Furthermore, the tool facilitates comparative assessments. As shown in Figure 7 and Figure 8, the “Compare Technologies” and “Compare Locations” modules generate 3D surface plots that visualize the absolute yield surfaces. These visualizations enable the rapid identification of performance gaps between technologies (e.g., monocrystalline PERC vs. monocrystalline TOPCon) across the entire orientation spectrum.
Figure 7. PEA—Comparing technologies—PERC technology vs. TOPCon technology.
Figure 8. PEA—Comparing location.
Finally, the recalculation module (Figure 9 and Figure 10) implements the validated scaling algorithm. It allows designers to input a custom module efficiency (e.g., 22.0%) and instantaneously generate the updated hourly or monthly production profile for any selected location and geometry, bridging the gap between pre-calculated databases and specific project requirements. While Figure 10 presents the normalized area-specific yield to facilitate comparison, it is important to note that the tool provides the corresponding absolute hourly power series (W), shown in Figure 11 and exportable in .csv format. By providing either the new module’s peak power or its physical dimensions, the software scales the normalized profile to an absolute value. This granularity allows designers to accurately dimension inverters by identifying the actual maximum power peaks occurring throughout the year.

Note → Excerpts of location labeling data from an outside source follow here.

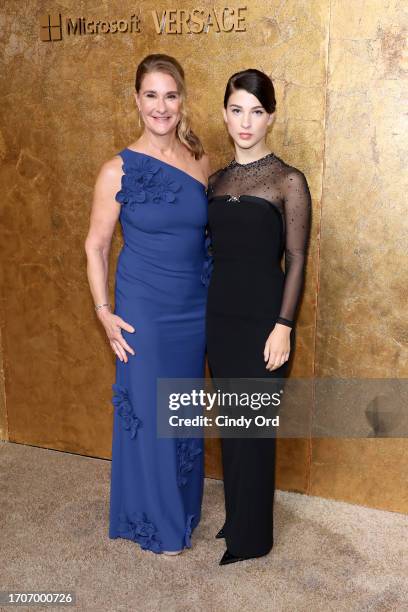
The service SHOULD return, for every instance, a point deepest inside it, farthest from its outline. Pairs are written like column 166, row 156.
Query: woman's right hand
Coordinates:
column 113, row 325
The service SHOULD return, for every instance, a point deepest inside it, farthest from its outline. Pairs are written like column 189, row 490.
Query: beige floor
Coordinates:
column 327, row 555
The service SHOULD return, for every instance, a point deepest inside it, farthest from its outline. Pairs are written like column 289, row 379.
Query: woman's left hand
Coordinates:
column 277, row 347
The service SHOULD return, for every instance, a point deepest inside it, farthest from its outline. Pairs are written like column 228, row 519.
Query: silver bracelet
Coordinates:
column 101, row 306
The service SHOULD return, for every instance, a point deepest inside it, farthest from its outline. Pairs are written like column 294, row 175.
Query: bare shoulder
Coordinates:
column 110, row 171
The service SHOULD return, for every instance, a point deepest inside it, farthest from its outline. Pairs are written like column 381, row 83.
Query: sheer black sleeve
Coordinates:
column 297, row 211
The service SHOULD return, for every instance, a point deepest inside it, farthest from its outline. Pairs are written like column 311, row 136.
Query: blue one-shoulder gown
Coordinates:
column 160, row 289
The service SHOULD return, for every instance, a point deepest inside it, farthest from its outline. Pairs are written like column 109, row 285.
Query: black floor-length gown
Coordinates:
column 257, row 212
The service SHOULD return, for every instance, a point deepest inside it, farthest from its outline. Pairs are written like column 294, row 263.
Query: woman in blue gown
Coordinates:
column 157, row 189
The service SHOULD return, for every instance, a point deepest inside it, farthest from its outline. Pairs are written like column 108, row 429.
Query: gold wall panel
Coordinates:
column 68, row 106
column 362, row 318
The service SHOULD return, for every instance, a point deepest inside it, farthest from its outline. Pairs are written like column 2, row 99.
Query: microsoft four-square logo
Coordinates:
column 51, row 28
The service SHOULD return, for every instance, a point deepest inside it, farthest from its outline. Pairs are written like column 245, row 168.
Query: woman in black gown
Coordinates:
column 259, row 209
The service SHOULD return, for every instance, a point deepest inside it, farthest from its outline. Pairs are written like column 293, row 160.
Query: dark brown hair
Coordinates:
column 255, row 82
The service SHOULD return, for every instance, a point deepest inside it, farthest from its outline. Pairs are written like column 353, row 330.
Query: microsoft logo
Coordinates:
column 50, row 28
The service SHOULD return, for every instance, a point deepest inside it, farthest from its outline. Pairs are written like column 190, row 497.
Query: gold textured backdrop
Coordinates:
column 68, row 106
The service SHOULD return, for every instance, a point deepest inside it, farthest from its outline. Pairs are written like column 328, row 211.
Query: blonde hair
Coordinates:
column 159, row 62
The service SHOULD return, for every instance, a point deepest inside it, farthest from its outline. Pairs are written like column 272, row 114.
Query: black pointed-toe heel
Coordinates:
column 227, row 558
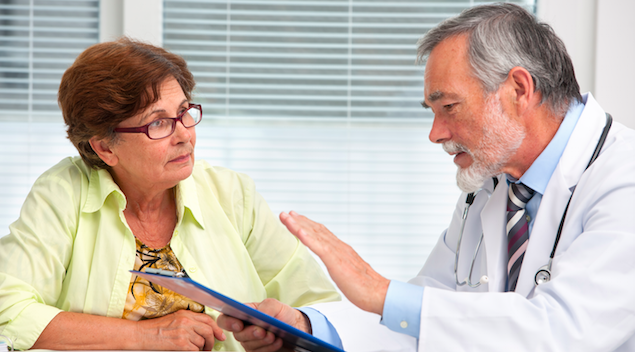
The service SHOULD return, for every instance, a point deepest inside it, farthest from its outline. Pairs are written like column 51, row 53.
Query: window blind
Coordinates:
column 319, row 101
column 39, row 39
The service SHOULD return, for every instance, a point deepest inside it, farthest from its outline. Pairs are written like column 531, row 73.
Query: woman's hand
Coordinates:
column 182, row 330
column 362, row 285
column 256, row 339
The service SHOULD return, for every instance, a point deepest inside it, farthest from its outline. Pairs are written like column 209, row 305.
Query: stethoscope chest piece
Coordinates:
column 543, row 275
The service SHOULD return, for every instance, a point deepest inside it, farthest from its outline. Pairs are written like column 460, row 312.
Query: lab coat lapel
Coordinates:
column 566, row 175
column 495, row 239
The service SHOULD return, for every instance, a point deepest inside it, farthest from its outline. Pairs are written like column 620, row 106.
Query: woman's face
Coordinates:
column 148, row 164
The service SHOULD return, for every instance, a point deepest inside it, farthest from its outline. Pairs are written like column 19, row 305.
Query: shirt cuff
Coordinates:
column 321, row 327
column 402, row 308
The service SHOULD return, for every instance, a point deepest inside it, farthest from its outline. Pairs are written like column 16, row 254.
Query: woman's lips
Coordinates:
column 182, row 158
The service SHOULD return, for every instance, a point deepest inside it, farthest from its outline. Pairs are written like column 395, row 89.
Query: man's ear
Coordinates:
column 104, row 151
column 522, row 84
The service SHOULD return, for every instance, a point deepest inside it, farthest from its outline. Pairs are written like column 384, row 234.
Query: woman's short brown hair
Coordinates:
column 111, row 82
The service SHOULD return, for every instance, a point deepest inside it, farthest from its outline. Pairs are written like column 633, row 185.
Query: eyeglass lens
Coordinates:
column 162, row 128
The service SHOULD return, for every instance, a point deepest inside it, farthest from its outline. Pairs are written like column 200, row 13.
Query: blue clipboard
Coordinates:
column 293, row 339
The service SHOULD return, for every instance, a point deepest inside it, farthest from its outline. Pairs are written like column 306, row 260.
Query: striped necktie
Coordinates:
column 517, row 230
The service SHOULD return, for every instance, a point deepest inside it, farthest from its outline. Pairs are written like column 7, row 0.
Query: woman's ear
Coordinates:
column 104, row 151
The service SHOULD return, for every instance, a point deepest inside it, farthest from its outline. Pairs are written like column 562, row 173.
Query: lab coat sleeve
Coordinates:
column 360, row 330
column 588, row 304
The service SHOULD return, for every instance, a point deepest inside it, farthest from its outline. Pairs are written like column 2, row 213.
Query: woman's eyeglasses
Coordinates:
column 162, row 128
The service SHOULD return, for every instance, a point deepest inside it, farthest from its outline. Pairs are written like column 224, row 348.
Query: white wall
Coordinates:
column 600, row 37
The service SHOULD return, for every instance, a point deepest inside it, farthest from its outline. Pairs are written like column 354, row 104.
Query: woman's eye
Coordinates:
column 157, row 123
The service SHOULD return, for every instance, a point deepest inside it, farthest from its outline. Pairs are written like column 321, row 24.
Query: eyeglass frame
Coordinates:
column 144, row 128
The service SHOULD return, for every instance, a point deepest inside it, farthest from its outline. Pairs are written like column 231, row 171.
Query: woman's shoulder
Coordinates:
column 67, row 170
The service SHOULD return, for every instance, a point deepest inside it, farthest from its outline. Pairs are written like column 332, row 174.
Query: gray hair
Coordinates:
column 502, row 36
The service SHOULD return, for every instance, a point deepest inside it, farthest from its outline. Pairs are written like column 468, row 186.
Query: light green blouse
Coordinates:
column 71, row 249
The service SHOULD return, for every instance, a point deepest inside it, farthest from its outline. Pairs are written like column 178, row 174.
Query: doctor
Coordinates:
column 507, row 105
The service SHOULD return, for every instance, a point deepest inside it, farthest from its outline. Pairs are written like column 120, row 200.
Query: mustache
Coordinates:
column 451, row 147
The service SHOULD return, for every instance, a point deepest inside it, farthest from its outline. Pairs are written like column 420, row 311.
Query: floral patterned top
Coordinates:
column 146, row 300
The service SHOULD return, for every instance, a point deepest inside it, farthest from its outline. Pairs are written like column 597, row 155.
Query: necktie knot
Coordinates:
column 518, row 196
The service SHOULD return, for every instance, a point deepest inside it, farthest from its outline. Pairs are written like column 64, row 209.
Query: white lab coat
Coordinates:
column 589, row 305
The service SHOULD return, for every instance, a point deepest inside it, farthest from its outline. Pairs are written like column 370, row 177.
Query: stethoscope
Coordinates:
column 544, row 272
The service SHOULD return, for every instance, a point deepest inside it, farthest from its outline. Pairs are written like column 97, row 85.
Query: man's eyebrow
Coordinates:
column 432, row 98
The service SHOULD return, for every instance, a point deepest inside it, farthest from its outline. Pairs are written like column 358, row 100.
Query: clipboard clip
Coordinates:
column 165, row 272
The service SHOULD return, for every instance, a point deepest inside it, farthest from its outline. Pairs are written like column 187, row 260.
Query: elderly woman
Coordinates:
column 137, row 199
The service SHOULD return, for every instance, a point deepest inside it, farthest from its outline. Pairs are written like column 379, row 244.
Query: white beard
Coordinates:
column 501, row 137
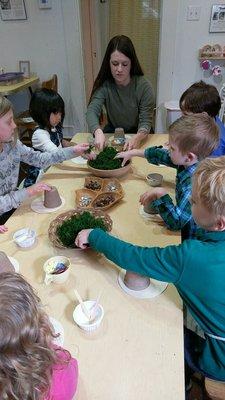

Figure 9. PEA—monthly pure DC area-specific yield—with new module efficiency 22.0%, Madrid, tilt 35°, and azimuth 0°.
Figure 10. PEA—hourly pure DC area-specific yield—with new module efficiency 22.0%, Madrid, tilt 35°, and azimuth 0°.
Figure 11. PEA—hourly module power DC output—with new module efficiency 22.0%, Madrid, tilt 35°, and azimuth 0°; L = 2278 mm and W = 1134 mm.

Comparative Analysis of European Yields

The simulation results for the seven reference cities were aggregated to analyze the impact of latitude and climate on technology-specific performance. It is important to clarify that the results presented in this section refer to unshaded operating conditions. To isolate the impact of the other parameters (e.g., tilt, azimuth, and technologies), the simulation model excludes the effects of near-shading caused by surrounding buildings or urban morphology. Table 6 summarizes the key performance indicators for the monocrystalline TOPCon technology across the studied European latitudes. It presents the annual global irradiation, the pure DC-specific yield, and the specific yield accounting for 14% system losses [45] under optimal geometric conditions.
Table 6. Simulation result summary (TOPCon technology).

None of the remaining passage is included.